A estabilidade de que fala Cini é, ao mesmo tempo, causa e conseqüência da capacidade de dizer "não". De acordo com os consultores, empresários que já possuem essa maturidade selecionam melhor a clientela; nos outros casos, decidir fazer essa seleção é algo importante, que pode ajudá-los a alcançar o ponto de equilíbrio que a empresa precisa.

Quem me interessa?
A recomendação não é viver procurando motivos para não trabalhar, mas há casos em que o comprador se torna de fato desinteressante.
"Quando vejo que o cliente pode ser mais bem atendido por outra empresa, não aceito o serviço. Se foge da nossa especialidade, acabamos declinando", afirma Mauricio Luís Berndt, 40, gerente comercial da Eclipse, que lida com teleinformática.
Marcel Antunes, 27, sócio da agência de publicidade ABC&Z, diz que selecionar clientes e serviços foi um longo aprendizado. "Falar "sim" e desenvolver algo que não dá resultado é sempre pior, sempre gera reclamações", explica Antunes.

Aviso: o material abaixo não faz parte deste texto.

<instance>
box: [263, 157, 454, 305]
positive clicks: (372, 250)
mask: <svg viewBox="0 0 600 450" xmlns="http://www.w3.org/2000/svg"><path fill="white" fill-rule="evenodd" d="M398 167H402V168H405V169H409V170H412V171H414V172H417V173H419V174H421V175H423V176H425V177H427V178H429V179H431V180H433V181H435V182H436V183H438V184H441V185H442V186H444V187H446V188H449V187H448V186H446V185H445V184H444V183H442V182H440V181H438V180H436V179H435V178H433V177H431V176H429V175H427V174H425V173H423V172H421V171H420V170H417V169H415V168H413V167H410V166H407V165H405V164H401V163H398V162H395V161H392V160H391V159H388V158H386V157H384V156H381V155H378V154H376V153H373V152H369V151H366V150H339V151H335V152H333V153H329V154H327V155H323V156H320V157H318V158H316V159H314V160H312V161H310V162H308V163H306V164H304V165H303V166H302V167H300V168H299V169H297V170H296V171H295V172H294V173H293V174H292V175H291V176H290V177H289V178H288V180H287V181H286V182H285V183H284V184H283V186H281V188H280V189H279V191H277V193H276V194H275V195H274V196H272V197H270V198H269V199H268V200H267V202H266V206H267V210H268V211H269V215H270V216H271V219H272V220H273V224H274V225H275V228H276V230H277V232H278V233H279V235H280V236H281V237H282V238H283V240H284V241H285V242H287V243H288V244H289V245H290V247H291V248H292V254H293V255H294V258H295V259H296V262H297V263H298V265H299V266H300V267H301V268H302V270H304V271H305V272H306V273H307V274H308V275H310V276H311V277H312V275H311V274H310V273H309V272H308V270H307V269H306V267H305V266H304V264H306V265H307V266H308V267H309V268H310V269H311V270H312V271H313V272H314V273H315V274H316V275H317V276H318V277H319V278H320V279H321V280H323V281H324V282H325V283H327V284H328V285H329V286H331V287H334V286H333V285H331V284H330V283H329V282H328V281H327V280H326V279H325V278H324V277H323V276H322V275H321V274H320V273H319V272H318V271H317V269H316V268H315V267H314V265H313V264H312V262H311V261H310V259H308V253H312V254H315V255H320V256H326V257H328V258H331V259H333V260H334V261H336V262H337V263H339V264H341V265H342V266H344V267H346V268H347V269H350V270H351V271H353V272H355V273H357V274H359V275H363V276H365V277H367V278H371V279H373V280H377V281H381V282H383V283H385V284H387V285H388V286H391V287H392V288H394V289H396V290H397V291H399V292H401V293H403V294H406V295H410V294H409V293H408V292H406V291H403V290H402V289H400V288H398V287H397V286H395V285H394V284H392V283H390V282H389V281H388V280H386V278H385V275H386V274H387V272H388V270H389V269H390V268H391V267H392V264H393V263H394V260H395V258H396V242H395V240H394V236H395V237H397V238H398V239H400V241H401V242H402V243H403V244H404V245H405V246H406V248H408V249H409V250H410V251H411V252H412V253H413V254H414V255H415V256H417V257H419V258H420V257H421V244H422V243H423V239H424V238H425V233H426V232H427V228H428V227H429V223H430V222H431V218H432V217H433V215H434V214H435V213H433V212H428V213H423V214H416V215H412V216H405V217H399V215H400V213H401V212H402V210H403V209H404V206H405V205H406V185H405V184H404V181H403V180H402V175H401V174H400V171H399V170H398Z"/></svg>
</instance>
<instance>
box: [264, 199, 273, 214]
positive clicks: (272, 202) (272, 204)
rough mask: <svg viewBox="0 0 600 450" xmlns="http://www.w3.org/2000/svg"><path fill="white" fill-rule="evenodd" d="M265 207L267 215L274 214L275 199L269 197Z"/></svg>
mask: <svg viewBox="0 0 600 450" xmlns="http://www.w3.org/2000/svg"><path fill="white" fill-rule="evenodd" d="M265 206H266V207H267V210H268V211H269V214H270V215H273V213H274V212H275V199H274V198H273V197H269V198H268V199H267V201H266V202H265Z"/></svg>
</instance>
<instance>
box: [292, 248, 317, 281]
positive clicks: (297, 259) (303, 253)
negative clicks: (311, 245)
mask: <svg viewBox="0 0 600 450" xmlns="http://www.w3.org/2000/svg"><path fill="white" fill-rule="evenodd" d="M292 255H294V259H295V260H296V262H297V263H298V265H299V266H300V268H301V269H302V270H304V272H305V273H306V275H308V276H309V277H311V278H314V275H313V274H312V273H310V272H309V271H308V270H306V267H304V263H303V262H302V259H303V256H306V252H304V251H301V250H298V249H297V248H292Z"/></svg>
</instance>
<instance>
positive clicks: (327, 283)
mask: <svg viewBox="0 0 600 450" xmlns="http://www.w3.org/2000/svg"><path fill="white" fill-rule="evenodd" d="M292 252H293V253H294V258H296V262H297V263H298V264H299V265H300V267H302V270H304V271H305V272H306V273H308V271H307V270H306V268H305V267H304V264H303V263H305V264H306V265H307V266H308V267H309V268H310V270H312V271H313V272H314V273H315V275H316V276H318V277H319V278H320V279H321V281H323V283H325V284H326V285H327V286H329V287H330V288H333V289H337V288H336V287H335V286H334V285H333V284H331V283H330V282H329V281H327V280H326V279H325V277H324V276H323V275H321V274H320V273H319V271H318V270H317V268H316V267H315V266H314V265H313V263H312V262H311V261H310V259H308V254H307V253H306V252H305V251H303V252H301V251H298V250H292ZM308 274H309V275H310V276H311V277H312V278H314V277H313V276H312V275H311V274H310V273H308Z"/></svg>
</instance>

Para as grandes, dizer "não" é mais fácil. O Banco Real, por exemplo, já deixou de conceder crédito a empresas que desrespeitavam exigências socioambientais.
Já Pedro Melo, sócio da consultoria e auditoria KPMG, afirma que toda oportunidade de trabalho recebida pela empresa passa por dois "filtros": não pode haver conflito de interesses -nem com a equipe (os sócios não podem ser correntistas de um banco que auditam, por exemplo) nem com outros serviços já prestados- e é preciso que o atendimento não ameace a imagem da consultoria. "Nossos clientes são submetidos a uma revisão anual."
Se o ramo da empresa é considerado estratégico, atender o concorrente pode ser uma boa razão para a recusa. É o que ocorre com grandes agências de publicidade e assessorias de comunicação.